SW cheese factory revival for Brownes as China gets taste of WA
Brownes, WA’s oldest dairy, is planning a $10 million revival of the mothballed Brunswick cheese factory, to eventually produce about 6000 tonnes of cheese, most of which will go to China.
A small amount of cheese, to be made at the South West facility, will be for WA’s supermarket shelves, under new plans by Brownes which was bought by Chinese dairy giant Shanghai Ground Food Tech in December.
Brownes Dairy managing director Tony Girgis said the Chinese Government gave regulatory approval last week for Brownes to export cheese, alongside its other approved products.
He said it would take between three and five years for the cheese factory to reach its full 6000t-a-year capacity, using about 60 million litres of milk or 15 per cent of the State’s annual current supply.
“We are getting the plant up to scratch,” he said. “It won’t be a case of flick the switch and go gangbusters.
“Rather we’ll ramp up to full capacity over three to five years, the first big shipments going to China this spring.”
The major spending required to get the cheese factory operational is installing a system to dry the whey.
Mr Girgis said Brownes was leaning towards a system that used whey to make a nutritious animal-grade feed.
Mr Girgis said the Chinese parent, a big producer of cheese in its own country, would value add to the cheese.
The factory cranked up to make 300t of cheese last year, which was necessary before it received its licences.
At full capacity, it will employ 20 full-time staff.

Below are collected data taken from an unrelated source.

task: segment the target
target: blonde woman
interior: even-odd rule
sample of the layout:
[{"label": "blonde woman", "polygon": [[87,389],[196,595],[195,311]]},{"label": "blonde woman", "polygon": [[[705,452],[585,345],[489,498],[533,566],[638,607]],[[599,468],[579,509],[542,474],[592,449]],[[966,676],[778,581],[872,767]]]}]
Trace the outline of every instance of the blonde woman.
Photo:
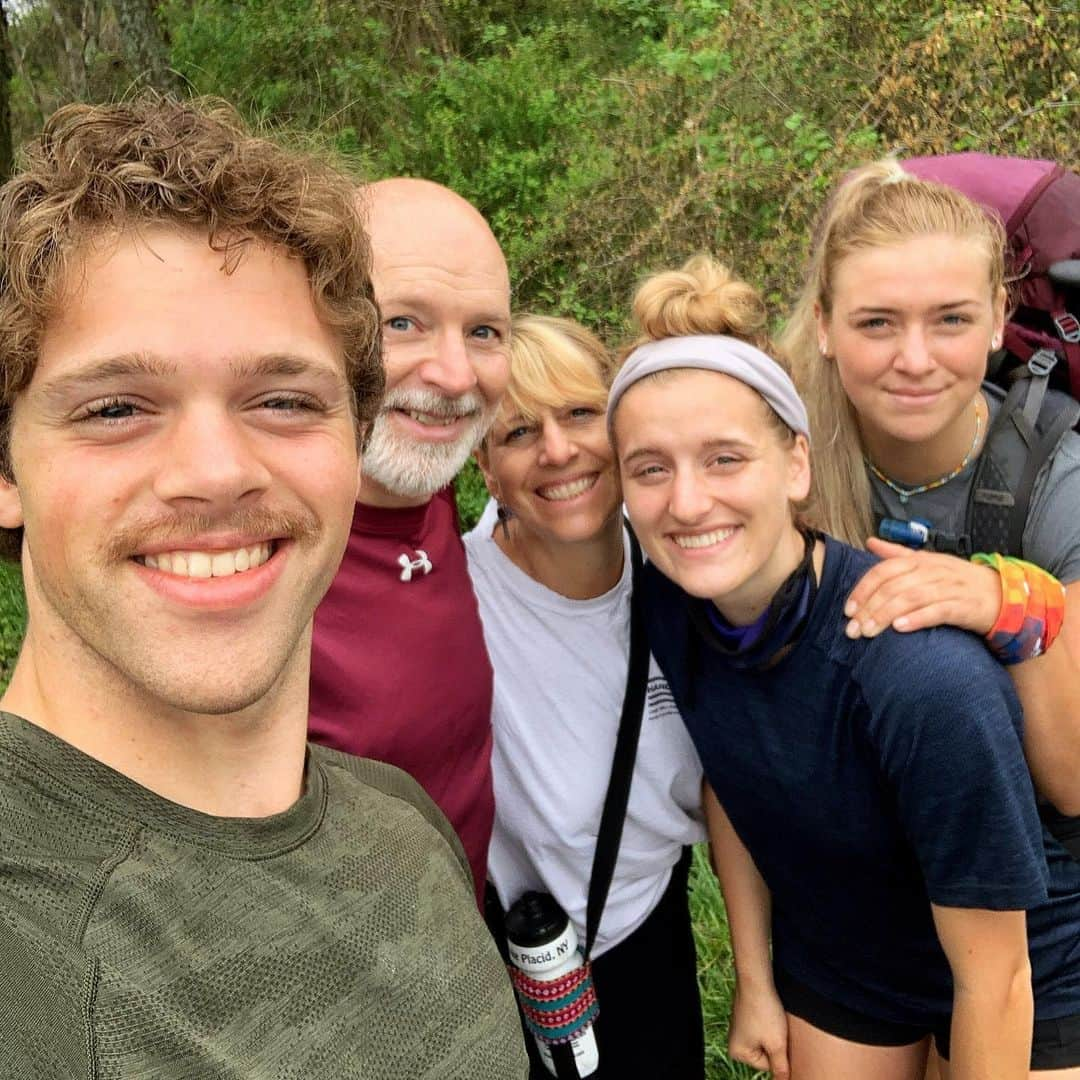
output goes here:
[{"label": "blonde woman", "polygon": [[[881,162],[829,203],[781,346],[815,443],[812,516],[885,561],[852,592],[852,635],[950,624],[991,635],[1002,611],[987,560],[872,538],[876,518],[962,537],[1002,394],[982,383],[1007,303],[1004,232],[951,188]],[[993,557],[994,553],[987,553]],[[1080,857],[1080,437],[1036,478],[1023,557],[1065,586],[1058,647],[1009,667],[1043,815]],[[989,561],[996,561],[993,558]],[[1014,567],[1002,569],[1015,572]],[[1018,659],[1016,655],[1010,657]],[[1052,805],[1050,805],[1052,804]]]},{"label": "blonde woman", "polygon": [[[465,537],[495,672],[501,907],[551,894],[586,937],[586,899],[627,681],[629,537],[604,424],[611,359],[584,327],[520,315],[510,384],[477,452],[494,510]],[[704,1073],[687,905],[701,766],[651,662],[630,798],[592,951],[605,1077]],[[532,1038],[533,1076],[546,1077]]]},{"label": "blonde woman", "polygon": [[1040,826],[1009,680],[949,627],[845,634],[873,558],[802,524],[810,425],[753,290],[698,258],[635,313],[609,426],[711,787],[733,1054],[917,1080],[932,1041],[952,1080],[1080,1077],[1080,864]]}]

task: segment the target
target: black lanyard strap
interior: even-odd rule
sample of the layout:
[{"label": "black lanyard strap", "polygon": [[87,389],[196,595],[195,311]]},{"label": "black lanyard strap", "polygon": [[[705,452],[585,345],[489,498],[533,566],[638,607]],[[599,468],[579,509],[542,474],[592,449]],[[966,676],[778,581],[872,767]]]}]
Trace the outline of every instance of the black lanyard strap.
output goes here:
[{"label": "black lanyard strap", "polygon": [[630,540],[630,661],[626,672],[626,693],[623,695],[619,734],[615,740],[615,756],[611,763],[604,809],[600,815],[600,831],[596,837],[592,873],[589,876],[589,899],[585,909],[585,958],[592,955],[596,932],[604,913],[615,861],[619,855],[626,804],[630,800],[630,782],[634,776],[641,718],[645,712],[645,695],[649,684],[649,634],[645,625],[644,583],[642,581],[641,546],[637,537],[627,529]]}]

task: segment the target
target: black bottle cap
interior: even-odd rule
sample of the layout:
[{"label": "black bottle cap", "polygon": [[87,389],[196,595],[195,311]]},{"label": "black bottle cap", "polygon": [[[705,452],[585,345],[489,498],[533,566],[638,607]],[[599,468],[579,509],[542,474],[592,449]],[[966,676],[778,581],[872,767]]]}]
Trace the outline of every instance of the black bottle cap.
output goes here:
[{"label": "black bottle cap", "polygon": [[506,936],[522,948],[554,941],[570,920],[550,893],[527,892],[506,913]]}]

But reviving the factory is not intended to be a solution to balancing the peaks and troughs of milk supply throughout the year for the industry.
“We will not look to outside supply unless we need to,” Mr Girgis said. “Rather, this manufacturing option allows our current suppliers to grow in a sustainable, well-managed way.
“To create a balancing option for the whole State requires all major processors coming to the party and probably a $20-$25 million investment.”
He said contrary to expectations, Shanghai Ground Food Tech had no major need to import WA-produced milk to China. The company has about 10,000 cows and about 50 per cent market share in Jilin province.
“For our new owner the game is not about buying milk, it’s about buying the brand,” Mr Girgis said.
At Balcatta, a further $4 million will be spent upgrading processing and packing facilities.